The algorithm developed is in two phases:
The first phase gets the representation for each sentence of the batch, computing the mean of the correspondent hidden states of the last layer. The fragment below shows the corresponding module.
class LanguageModel(nn.Module):
def __init__(self, pretrained_model_name, device="cuda:0", anonymized_tokens=False):
super(LanguageModel, self).__init__()
# Load tokenizer
self.tokenizer = AutoTokenizer.from_pretrained(pretrained_model_name)
# Load model
self.config = AutoConfig.from_pretrained(pretrained_model_name)
self.config.output_hidden_states = True
self.model = AutoModel.from_pretrained(pretrained_model_name, config=self.config).to(device)
def forward(self, input_ids, attention_mask):
outputs = self.model(
input_ids=input_ids,
attention_mask=attention_mask,
)
activations = torch.mean(outputs[0], axis=1)
return activations
After that, it generates the mixup examples using the function proposed on the original code, but being the input, the representations computed on the previous step, instead the images, like originally.
One time the mixup examples are generated, the second phase realizes the predictions (the fragment below shows the corresponding module). Finally, is computed the loss, in the same way as in the original work.
class ClassifierLayer(nn.Module):
def __init__(self, num_classes, dropout_rate=0.1, petrained_size=768, device="cuda:0"):
super(ClassifierLayer, self).__init__()
self.layer = nn.Linear(petrained_size, num_classes, bias=True).to(device)

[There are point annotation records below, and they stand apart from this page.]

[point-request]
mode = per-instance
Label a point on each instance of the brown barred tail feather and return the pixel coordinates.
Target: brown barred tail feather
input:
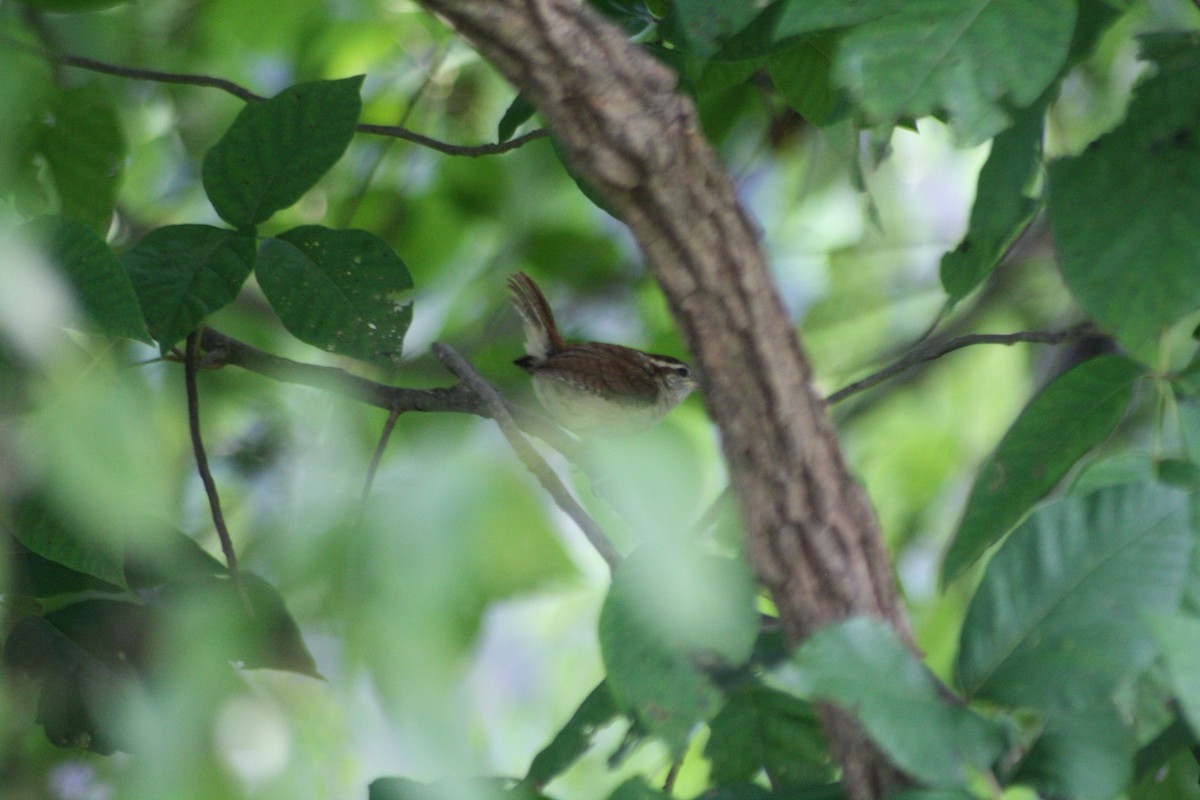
(541, 332)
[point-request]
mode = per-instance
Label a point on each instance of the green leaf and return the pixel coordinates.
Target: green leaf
(707, 23)
(1002, 205)
(1086, 756)
(802, 74)
(1055, 624)
(669, 612)
(636, 788)
(1179, 638)
(971, 59)
(1073, 414)
(279, 149)
(41, 528)
(84, 146)
(183, 274)
(101, 284)
(863, 666)
(334, 289)
(762, 728)
(1122, 210)
(269, 638)
(807, 16)
(597, 710)
(72, 6)
(517, 113)
(79, 697)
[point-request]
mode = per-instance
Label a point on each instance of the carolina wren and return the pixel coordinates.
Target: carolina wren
(589, 386)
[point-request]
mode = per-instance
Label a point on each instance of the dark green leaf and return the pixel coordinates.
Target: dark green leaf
(71, 6)
(707, 23)
(1085, 756)
(597, 710)
(517, 113)
(101, 284)
(669, 612)
(277, 150)
(636, 788)
(84, 146)
(1002, 206)
(1073, 414)
(761, 728)
(863, 666)
(334, 289)
(971, 59)
(802, 74)
(46, 533)
(78, 696)
(1121, 211)
(270, 639)
(183, 274)
(1056, 621)
(808, 16)
(1179, 637)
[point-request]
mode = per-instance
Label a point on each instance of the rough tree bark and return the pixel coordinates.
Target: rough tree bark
(811, 533)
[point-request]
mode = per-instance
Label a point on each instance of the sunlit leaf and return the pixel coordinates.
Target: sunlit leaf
(100, 281)
(971, 59)
(574, 739)
(183, 274)
(84, 145)
(279, 149)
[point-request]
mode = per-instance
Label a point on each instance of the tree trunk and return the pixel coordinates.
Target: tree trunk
(811, 534)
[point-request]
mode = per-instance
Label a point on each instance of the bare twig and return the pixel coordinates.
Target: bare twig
(191, 360)
(241, 92)
(388, 427)
(499, 411)
(937, 349)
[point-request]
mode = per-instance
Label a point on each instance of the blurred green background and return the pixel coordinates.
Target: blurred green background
(455, 631)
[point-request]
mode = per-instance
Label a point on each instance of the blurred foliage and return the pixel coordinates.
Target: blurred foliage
(451, 627)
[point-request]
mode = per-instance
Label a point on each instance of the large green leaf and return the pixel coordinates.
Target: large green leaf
(706, 23)
(1084, 756)
(1002, 205)
(597, 710)
(1125, 211)
(183, 274)
(101, 284)
(1073, 414)
(1056, 621)
(863, 666)
(84, 145)
(277, 150)
(669, 613)
(802, 74)
(47, 533)
(1179, 637)
(335, 290)
(972, 59)
(762, 728)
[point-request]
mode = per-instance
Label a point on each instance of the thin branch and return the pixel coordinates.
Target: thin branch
(388, 427)
(937, 349)
(244, 94)
(191, 360)
(499, 411)
(225, 350)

self.drop = nn.Dropout(dropout_rate)
def forward(self, z):
activations = self.layer(self.drop(z))
return activations
In the fragment of the code below, is shown a summary of the training loop proposed, however the full script used is here:
for idx_epoch in range(0, args.num_train_epochs):
language_model.train()
classifier_layer.train()
accs = 0; ps = 0; rs = 0; f1s = 0; lss = 0
for (idx_batch, train_batch) in enumerate(train_dataloader):
# 0: input_ids, 1: attention_mask, 2:token_type_ids, 3: labels
batch_train = tuple(data_.to(device) for data_ in train_batch)
labels_train = batch_train[-1]
inputs = {
'input_ids': batch_train[0],
'attention_mask': batch_train[1],
}
optimizer.zero_grad()
# 1st phase: conextual embeddings
contextual_embeddings = language_model(
input_ids=inputs['input_ids'],
attention_mask=inputs['attention_mask'],
)
# 2nd phase: mixup
inputs, targets_a, targets_b, lam = mixup_data(contextual_embeddings, labels_train, args.alpha_mixup, use_cuda)
inputs, targets_a, targets_b = map(Variable, (inputs, targets_a, targets_b))
predictions = classifier_layer(inputs)
loss = mixup_criterion(criterion, predictions, targets_a, targets_b, lam)
# 2nd phase: standard
# predictions = classifier_layer(contextual_embeddings)
# loss = criterion(predictions, labels_train)
lss += loss
loss.backward()
optimizer.step()
scheduler.step()
Experimenting with this approach, the results obtained are very poor…
Have any of you worked on an approximation similar to this one with successful/good results?
Thanks.